Kansas Regulators Struggle With Record-High 22,000 Abandoned Oil and Gas Wells

Credit: Tim Carpenter/The Capital-Journal.
The Kansas Corporation Commission lists 22,000 abandoned oil and gas wells statewide, but the industry-funded program has plugged fewer wells in recent years at the same time demand for remediation at well sites escalated. This image is from a leaking pump jack in Douglas County.

Judith Wells brought her car to a slow crawl on a gravel road in Douglas County.

She wasn’t marveling at the beauty of nature or the toil of modern farmers. Nor was she drawn to the sprinkling of lovely rural homesteads.

She was intent on consuming details of crude pooling at the base of a pump jack within shouting distance of Little Wakarusa Creek. Nearby, within the same field, a second jack was surrendering enough thick black oil to scar another slice of ground.

It is the kind of discovery fueling Wells’ mission to convince the oil and gas industry to adhere to state laws, regulations and rules when extracting or depositing energy-related materials in Kansas. It is a quest that put her in conflict with the Kansas Corporation Commission (KCC), which is responsible for oversight of the energy sector.

Years ago, she bought property in Douglas County without being informed it had unplugged wells on the land. She emerged as a thorn in the side of eastern Kansas operators by injecting herself into the debate about how to deal with operators who abandon wells.

“This is a big ball of worms,” Wells said. “I’m not against oil. I’m against dirty oil.”

Sense of Abandonment

The number of deserted oil and gas wells in Kansas blossomed during the past five years to 22,000. The KCC’s annual reports revealed a fund created in 1996 to finance plugging of wells to be inadequate if the objective was to keep pace with demand for plugging.
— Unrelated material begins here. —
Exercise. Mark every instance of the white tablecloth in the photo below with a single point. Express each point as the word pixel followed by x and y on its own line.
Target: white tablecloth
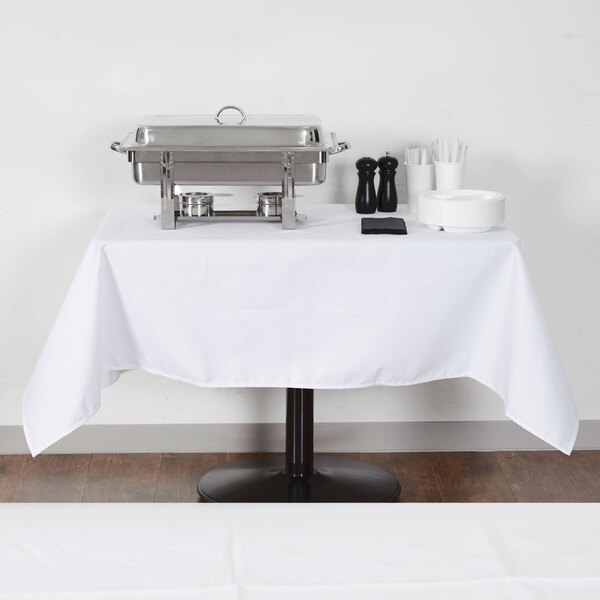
pixel 322 306
pixel 300 552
As of 2018, the state had capped 10,100 wells. Year-to-year plugging peaked at 750 wells in 2002 and stood at 520 in 2009 but slumped to less than 300 from 2015 to 2018. In 2017, the number of forsaken wells in the state’s inventory surged by 3,000.

The annual budget for plugging has drifted between $1.2 million and $2 million for a decade, with the low side of that range common. The fund is supported exclusively by the oil industry.

“The funds barely exist,” Wells said. “If taxpayers aren’t tapped for these problems, the wells will truly sit open and unattended.”

Epicenter of abandonment is a 32-county area of eastern Kansas served by the KCC’s field office in Chanute. More than 19,000 abandoned wells on Kansas’ list reside in that zone. One-fourth have been prioritized as “requiring action” by the KCC, primarily because of risk for groundwater contamination by defunct wells.

Taste of the Tension

KCC chairman Dwight Keen, who previously operated an independent oil and gas company and was chairman of the Kansas Independent Oil and Gas Association, said the industry was “pretty responsible” in dealing with orphan wells.

Some discarded wells were drilled decades ago, he said, and it isn’t clear who to blame or what company to hold liable. The KCC doesn’t have staff or resources to chase down every absconder who didn’t have the cash or desire to cap unneeded wells.

Keen said another problem was lack of contractors eager to bid on plugging work in Kansas, in part, because of density of the KCC bureaucracy. Plugging typically costs at least $12,000 for deep wells in western Kansas and around $5,000 for shallow holes in the east.

“It’s a difficult challenge, but it is one that we will master. We have to,” Keen said. “We’re trying as many unique avenues to protect our freshwater resources.”

Joe Spease, of the Kansas Sierra Club, said the problem festered because of the oil and gas industry’s deep political influence in the Legislature and on the KCC, which has three members appointed by the governor.

He said industry profit has been viewed as more important than public safety or environmental preservation.

“That can and must be stopped,” Spease said. “Solutions to the problem are simple. Require oil and gas companies to assume the cost of plugging any well they use. If a company, and the individuals running it, fails to plug a well, they would be forced to immediately stop all business in the state until the well is plugged.”